The herdsman is indeed the feudal lord of modern Nigeria. He can do no wrong. His wrong is right. He is the only one to exercise right of ownership of the land. He can take our land, take our farms. It’s his right. And we cannot complain; we must not protest his banal acquisition of our collective and individual heritage. A pastor had the guts to complain about the blood-chilling scourge of the herdsman. He urged his members to defend themselves, to match force with force (I do not support that) and for that we sent security operatives after him; to arrest him and possibly prosecute him but we maintained an ignoble silence on the reason for the outburst of the pastor. The pastor was only responding to a stimulus. The author of such stimulus is the herdsman but we cannot arrest him, neither tame his fatal indulgence. It’s different laws for different people in the same country. I don’t understand it.
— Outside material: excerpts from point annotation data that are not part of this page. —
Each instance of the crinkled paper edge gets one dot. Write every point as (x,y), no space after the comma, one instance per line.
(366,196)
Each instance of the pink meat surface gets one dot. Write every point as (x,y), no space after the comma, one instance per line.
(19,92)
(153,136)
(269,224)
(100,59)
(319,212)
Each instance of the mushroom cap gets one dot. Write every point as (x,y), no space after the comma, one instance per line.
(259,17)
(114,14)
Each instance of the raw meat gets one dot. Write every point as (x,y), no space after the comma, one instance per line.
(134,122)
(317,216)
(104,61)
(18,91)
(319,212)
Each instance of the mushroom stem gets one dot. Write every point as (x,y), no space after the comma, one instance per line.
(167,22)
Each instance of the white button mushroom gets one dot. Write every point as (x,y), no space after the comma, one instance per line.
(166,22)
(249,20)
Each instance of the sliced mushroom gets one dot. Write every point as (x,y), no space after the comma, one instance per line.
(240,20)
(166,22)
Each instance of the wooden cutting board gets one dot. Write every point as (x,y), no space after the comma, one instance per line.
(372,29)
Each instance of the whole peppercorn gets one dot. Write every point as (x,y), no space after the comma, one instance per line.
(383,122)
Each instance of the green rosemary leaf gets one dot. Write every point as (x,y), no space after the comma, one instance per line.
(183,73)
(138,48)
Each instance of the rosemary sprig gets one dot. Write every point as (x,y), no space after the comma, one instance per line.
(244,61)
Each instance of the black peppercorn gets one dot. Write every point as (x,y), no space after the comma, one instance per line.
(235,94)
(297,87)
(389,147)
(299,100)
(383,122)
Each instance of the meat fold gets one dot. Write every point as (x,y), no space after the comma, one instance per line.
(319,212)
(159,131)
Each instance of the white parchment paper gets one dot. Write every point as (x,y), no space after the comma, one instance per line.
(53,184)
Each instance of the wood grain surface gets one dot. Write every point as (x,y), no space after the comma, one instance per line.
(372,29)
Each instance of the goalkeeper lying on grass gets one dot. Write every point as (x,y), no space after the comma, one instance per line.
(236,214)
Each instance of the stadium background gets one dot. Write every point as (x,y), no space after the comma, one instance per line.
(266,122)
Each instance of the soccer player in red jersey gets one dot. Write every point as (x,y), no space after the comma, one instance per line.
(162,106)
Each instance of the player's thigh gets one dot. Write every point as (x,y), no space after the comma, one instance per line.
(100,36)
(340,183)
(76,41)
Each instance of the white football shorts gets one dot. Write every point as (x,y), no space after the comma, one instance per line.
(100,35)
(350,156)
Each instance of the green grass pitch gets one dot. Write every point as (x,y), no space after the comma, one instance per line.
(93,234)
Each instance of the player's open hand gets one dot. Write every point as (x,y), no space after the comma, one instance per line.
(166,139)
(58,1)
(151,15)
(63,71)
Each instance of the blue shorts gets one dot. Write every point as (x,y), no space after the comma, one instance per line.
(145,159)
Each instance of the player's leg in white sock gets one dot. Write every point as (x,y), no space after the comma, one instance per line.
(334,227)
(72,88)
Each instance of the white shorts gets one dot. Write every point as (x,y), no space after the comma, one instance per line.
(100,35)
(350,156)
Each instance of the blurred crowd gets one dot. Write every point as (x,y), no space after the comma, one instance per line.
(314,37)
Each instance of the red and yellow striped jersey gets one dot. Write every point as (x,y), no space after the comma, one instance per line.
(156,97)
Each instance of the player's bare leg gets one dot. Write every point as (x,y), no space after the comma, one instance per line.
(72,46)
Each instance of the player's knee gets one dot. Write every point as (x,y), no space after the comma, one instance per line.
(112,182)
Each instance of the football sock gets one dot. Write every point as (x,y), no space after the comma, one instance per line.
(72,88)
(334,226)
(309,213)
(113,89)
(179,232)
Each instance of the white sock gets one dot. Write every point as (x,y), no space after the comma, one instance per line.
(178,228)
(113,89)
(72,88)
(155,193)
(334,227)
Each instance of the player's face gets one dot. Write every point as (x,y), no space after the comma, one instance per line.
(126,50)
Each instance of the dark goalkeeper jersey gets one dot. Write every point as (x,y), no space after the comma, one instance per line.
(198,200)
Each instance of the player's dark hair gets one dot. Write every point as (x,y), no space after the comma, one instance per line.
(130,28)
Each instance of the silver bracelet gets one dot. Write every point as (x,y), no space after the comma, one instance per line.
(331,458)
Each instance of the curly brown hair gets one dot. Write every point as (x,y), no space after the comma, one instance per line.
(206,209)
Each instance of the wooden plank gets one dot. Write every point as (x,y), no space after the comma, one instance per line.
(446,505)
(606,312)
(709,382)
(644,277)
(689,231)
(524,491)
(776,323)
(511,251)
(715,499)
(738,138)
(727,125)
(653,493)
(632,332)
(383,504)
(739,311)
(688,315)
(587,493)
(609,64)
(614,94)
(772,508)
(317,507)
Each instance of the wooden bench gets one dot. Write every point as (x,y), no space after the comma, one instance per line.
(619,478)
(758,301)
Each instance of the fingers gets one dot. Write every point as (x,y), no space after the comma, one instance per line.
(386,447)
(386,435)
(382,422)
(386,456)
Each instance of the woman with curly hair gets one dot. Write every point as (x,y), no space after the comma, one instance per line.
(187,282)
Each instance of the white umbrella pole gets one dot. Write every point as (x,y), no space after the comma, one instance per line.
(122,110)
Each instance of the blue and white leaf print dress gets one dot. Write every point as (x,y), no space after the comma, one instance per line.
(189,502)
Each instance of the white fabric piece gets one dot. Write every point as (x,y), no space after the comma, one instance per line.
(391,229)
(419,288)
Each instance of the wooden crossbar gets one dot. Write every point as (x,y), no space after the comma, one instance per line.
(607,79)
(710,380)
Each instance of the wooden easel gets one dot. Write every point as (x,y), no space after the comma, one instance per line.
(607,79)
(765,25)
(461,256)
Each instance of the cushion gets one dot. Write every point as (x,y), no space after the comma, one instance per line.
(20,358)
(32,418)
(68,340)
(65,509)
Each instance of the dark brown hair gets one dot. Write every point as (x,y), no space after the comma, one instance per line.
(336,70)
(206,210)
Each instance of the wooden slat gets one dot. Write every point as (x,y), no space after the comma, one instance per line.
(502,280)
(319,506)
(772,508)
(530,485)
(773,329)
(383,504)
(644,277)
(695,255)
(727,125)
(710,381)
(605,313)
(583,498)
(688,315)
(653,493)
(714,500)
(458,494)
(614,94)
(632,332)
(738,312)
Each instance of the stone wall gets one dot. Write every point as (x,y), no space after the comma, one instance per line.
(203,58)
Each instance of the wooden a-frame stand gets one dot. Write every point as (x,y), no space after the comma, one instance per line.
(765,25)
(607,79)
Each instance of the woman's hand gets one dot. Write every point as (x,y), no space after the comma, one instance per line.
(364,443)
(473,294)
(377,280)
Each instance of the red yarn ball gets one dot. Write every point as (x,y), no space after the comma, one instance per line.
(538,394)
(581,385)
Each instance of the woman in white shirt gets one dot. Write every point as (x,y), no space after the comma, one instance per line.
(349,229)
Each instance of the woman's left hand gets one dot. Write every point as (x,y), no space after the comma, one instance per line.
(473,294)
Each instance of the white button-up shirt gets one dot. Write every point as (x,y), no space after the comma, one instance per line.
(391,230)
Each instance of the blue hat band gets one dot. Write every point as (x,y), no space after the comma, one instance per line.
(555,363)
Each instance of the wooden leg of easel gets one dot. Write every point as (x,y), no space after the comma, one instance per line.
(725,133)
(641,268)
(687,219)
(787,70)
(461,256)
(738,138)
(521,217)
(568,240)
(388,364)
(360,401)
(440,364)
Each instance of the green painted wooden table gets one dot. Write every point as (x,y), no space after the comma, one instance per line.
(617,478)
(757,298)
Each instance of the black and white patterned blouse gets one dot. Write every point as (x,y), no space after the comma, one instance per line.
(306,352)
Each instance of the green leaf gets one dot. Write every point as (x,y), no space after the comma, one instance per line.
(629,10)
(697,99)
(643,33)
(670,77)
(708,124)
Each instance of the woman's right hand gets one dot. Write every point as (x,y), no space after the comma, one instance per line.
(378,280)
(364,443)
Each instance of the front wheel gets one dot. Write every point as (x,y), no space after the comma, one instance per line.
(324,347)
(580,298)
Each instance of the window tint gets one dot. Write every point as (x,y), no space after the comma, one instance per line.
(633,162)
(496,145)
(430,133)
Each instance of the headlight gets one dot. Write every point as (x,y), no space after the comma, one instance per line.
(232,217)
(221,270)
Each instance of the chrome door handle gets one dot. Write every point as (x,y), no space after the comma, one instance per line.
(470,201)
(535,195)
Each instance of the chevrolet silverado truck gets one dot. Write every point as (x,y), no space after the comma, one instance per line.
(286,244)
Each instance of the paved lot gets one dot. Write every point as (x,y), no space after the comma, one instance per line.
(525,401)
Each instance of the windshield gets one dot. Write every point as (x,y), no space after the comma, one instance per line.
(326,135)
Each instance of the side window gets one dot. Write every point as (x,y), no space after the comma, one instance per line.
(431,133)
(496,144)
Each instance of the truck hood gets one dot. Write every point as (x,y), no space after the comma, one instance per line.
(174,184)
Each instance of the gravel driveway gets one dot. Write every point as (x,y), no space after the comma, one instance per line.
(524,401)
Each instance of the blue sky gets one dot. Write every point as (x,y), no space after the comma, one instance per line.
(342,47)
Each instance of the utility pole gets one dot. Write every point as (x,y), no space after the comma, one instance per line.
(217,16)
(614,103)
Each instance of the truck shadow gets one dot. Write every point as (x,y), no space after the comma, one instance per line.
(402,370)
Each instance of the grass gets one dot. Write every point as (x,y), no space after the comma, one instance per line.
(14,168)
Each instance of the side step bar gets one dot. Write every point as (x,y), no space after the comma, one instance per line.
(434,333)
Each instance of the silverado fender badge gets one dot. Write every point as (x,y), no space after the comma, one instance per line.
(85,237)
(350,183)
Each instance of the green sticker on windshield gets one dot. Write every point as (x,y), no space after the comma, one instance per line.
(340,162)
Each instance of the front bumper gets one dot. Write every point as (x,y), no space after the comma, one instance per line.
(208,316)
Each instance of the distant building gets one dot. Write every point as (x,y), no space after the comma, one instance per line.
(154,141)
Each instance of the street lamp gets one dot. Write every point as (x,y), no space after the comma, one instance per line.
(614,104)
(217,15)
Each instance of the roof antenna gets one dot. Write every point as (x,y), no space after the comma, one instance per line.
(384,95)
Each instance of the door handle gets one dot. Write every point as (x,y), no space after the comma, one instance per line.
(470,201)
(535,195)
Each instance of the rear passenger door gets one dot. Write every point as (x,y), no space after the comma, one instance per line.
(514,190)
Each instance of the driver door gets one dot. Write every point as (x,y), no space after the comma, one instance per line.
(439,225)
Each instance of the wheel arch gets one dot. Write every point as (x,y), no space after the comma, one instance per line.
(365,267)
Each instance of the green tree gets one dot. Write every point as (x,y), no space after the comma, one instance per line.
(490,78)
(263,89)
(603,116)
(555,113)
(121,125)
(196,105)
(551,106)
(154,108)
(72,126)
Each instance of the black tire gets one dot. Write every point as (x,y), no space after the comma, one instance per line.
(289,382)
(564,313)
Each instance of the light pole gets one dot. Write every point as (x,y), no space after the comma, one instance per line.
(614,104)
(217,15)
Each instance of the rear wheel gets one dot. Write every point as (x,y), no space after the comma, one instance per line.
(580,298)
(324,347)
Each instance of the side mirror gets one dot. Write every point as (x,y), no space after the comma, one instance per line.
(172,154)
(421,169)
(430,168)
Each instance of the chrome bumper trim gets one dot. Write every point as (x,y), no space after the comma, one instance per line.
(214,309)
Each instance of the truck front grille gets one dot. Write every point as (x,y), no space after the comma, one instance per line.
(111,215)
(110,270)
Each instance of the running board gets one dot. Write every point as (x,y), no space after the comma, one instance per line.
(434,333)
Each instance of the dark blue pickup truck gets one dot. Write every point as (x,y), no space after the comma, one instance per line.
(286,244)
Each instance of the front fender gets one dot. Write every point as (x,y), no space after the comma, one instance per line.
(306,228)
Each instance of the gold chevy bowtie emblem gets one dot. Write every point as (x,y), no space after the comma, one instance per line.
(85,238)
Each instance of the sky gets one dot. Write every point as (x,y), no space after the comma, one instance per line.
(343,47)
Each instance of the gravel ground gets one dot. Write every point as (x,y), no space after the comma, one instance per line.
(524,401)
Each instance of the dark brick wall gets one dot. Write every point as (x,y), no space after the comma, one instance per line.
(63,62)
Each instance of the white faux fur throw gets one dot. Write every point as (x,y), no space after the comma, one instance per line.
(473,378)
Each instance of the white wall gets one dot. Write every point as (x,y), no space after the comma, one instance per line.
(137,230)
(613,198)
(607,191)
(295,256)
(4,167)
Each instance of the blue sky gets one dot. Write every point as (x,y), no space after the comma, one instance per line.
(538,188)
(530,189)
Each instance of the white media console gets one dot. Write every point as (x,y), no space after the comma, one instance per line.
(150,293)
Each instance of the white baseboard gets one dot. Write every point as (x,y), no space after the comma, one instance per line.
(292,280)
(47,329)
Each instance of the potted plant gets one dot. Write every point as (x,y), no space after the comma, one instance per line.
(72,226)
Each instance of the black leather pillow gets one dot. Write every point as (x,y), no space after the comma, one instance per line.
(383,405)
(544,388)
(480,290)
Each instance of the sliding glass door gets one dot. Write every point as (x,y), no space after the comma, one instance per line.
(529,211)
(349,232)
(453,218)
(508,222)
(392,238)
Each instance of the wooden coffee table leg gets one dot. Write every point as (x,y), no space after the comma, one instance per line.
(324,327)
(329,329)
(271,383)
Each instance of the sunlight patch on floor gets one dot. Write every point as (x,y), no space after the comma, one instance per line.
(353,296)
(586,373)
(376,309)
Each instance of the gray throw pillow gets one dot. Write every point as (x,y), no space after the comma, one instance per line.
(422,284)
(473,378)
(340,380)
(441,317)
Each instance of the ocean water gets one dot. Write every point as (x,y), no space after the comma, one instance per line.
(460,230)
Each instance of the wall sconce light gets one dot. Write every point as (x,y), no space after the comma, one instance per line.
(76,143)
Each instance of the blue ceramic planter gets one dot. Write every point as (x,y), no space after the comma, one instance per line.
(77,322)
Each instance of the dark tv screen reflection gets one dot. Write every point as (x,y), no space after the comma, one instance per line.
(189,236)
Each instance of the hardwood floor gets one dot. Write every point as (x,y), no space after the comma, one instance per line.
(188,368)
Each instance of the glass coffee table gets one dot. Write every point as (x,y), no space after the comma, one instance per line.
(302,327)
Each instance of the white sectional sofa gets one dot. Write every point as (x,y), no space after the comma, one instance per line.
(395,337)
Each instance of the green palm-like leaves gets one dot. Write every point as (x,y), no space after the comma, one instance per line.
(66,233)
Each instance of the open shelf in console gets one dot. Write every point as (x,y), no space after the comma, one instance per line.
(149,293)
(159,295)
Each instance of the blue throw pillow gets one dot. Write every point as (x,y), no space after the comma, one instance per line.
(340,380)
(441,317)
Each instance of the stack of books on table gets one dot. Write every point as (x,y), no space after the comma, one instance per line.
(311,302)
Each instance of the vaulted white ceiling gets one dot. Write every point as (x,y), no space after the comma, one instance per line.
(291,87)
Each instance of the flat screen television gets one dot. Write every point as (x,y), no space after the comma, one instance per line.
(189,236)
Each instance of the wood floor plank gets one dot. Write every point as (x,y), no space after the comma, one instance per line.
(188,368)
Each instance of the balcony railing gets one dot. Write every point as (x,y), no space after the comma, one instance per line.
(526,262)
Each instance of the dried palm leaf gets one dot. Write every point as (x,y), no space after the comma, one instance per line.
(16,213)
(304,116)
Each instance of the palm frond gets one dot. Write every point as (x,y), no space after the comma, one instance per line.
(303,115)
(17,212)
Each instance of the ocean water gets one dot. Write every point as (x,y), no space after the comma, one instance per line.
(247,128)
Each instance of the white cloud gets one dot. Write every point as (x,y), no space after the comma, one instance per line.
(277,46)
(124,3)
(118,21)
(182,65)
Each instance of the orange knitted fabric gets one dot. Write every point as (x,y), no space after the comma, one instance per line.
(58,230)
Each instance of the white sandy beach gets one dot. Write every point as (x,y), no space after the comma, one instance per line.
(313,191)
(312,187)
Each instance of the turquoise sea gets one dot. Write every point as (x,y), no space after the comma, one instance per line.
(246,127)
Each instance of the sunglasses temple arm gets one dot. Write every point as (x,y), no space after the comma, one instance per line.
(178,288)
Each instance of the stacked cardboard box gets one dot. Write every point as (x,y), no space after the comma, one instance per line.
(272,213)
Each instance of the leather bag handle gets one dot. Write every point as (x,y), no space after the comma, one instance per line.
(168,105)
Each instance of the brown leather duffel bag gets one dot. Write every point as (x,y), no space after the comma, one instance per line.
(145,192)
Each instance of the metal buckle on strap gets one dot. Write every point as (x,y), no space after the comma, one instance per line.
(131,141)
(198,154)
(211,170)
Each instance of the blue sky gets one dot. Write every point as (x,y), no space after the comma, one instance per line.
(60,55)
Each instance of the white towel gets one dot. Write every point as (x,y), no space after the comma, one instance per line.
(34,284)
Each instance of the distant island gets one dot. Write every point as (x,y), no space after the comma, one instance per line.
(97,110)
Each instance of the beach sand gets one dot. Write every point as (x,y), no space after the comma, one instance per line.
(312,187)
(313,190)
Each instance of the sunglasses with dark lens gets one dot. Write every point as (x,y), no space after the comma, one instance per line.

Such uneven-handedness is the reason for the pockets of agitations and restiveness across the nation. People are no longer comfortable inside the Union. They want to go, everyman to his own region or people of the same ideological leaning. Atiku Abubakar, Alex Ekwueme and many Nigerians of renown have called for restructuring of the Union because things are no longer at ease under one roof. Nigeria cannot continue to totter and dither. We must come together and agree to stay together peacefully with a sense of equity and fairness or we agree to stay apart. It is either of the two choices. Anything outside this is pretence, a dissimulation that all is well when all is not in reality well.
There are still many things I don’t understand; like giving the armed and brutal herdsmen a free rein while gagging, killing and incarcerating unarmed crowd of peaceful protesters in the same country; like attempting to arrest a pastor who voiced his anger against the mindless and savagely killing of his people but pretending not to notice the savagery of the killers. The facts are there to prove the brutality visited on the people by these herdsmen except if we have “alternative facts” to disprove this. But I still don’t understand this loud silence ringing through the blood fields created by the herdsmen. Why are we silent? Why is nobody talking? Somebody should explain this to me because I still don’t understand it. It’s just troubling.